An action group set up to fight the closure of St Martin School has vowed not to give up.

The St Martin School Community Action Group said it would be submitting an action plan to the Department for Education to show how the school could still be run successfully in its opinion.

It hopes to persuade the DfE to refuse the request of the Keskowethyans Multi-Academy Trust, which is asking to shut the school as soon as practicably possible.

A spokesperson for the action group said: "The Keskowethyans MAT has not taken adequate steps to keep St Martin School viable over the period of the past few years, telling parents that matters were in hand, until February this year when they proposed to move all teaching to another school in the academy trust.

"Since then they have failed to engage with parents and the community in seeking ways to keep the school open, and pursued the sole aim of closing the school."

The action group had already passed on its plan to the directors of Keskowethyans MAT, which oversees the running of St Martin and four other primary schools on the Lizard Peninsula, ahead of their meeting on Monday evening to decide on the school's future.

In it the group acknowledges that its suggestions will "involve a significant amount of drive, experience and determination."

Thomasina Armstrong, who wrote the letter on behalf of the St Martin School Community Action Group, adds: "Directors will have to take the lead in motivating and leading all the staff of the Keskowethyans MAT into a future that will be more cohesive and sustainable for all five schools."

The most important point the group wants to see happen is for an executive headteacher to be employed on a temporary contract, possibly part-time, who has specific experience of strategic planning in small rural schools and who the current acting executive head could shadow to build experience.
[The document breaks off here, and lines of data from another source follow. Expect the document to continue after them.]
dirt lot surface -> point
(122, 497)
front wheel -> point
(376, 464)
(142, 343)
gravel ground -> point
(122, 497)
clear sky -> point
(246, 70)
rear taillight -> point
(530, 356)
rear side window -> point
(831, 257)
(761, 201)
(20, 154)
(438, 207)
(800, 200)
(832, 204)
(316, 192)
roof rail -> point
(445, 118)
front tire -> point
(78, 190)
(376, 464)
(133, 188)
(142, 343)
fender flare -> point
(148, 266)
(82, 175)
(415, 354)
Secondly, the group would like a restructure of all the teaching and learning practices across all five schools in the trust, to allow for greater flexibility in class size and staff number, and to allow for all schools and pre-schools to take advantage of the 30-hour free government funding for three-year-olds from September.
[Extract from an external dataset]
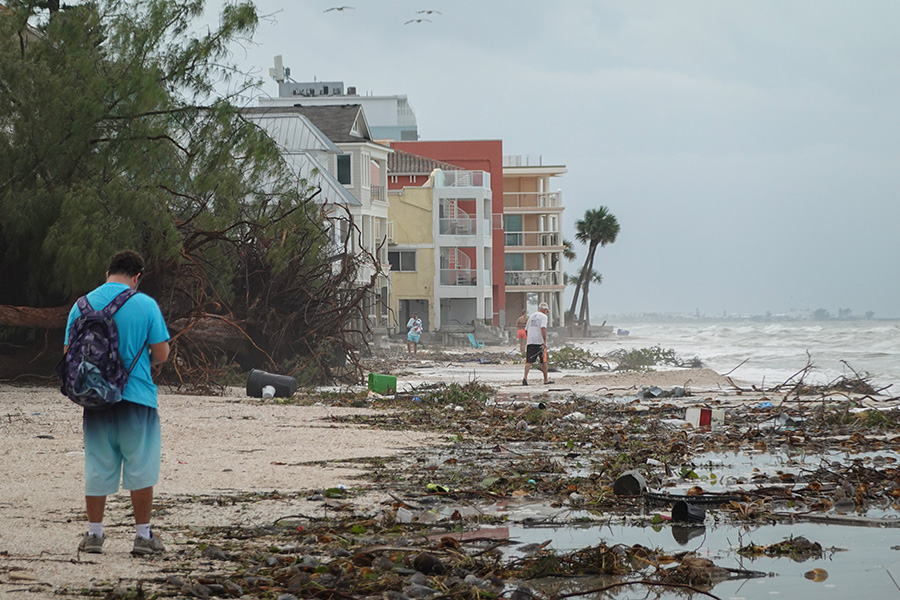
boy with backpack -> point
(122, 437)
The third point is for the directors to support members of the community or action group to re-open a formal pre-school so that younger children in class one can return to that type of setting if deemed necessary.

Finally, the action group states that as a last resort, if all other three suggestions were seen to be unachievable, it would like to negotiate the release of St Martin from the academy trust, so that the school could unilaterally decide whether to return to a local authority school or join an alternative federation of local schools.